How to Prevent Downtime Due to Human Error

3 comments

Data center downtime is often the result of equipment failure, or a chain reaction of unexpected events. But one of the leading causes of data center downtime is human error, as ComputerWorld reminds us in Stupid Data Center Tricks, which relays anecdotes of data center mishaps. The story notes a study by The Uptime Institute, which estimates that human error causes roughly 70 percent of the problems that plague data centers today.

How can this problem be mitigated? “There is no doubt that human errors in the data center causes a great deal of downtime and some of these can be avoided by adhering to some simple steps,” said Ahmad Moshiri, director of power technical support for Emerson Network Power’s Liebert Services business.

Here’s a look at Emerson Network Power’s Best Practices to Avoid Data Center Failure by Human Error:

1. Shielding Emergency OFF Buttons – Emergency Power Off (EPO) buttons are generally located near doorways in the data center.

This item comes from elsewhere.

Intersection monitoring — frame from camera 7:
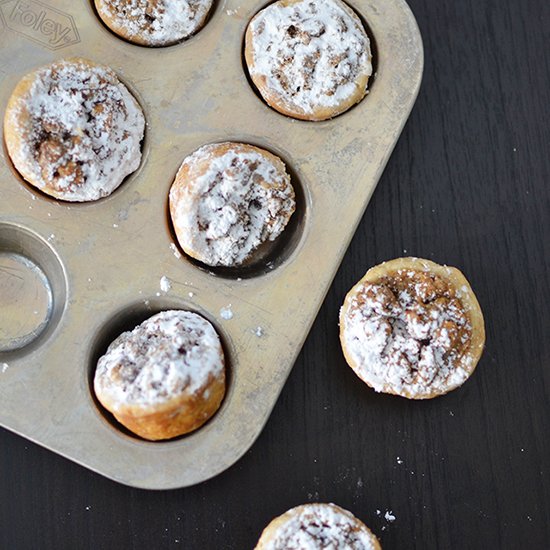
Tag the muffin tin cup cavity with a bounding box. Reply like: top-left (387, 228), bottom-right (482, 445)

Often, these buttons are not covered or labeled, and are mistakenly shut off during an emergency, which shuts down power to the entire data center. Labeling and covering EPO buttons can prevent someone from accidentally pushing the button. See Averting Disaster with the EPO Button and Best Label Ever for an EPO Button for more on this topic.

2. Documented Method of Procedure: A documented step-by-step, task-oriented procedure mitigates or eliminates the risk associated with performing maintenance. Don’t limit the procedure to one vendor, and ensure back-up plans are included in case of unforeseen events.

3. Correct Component Labeling: To correctly and safely operate a power system, all switching devices must be labeled correctly, as well as the facility one-line diagram to ensure correct sequence of operation. Procedures should be in place to double check device labeling.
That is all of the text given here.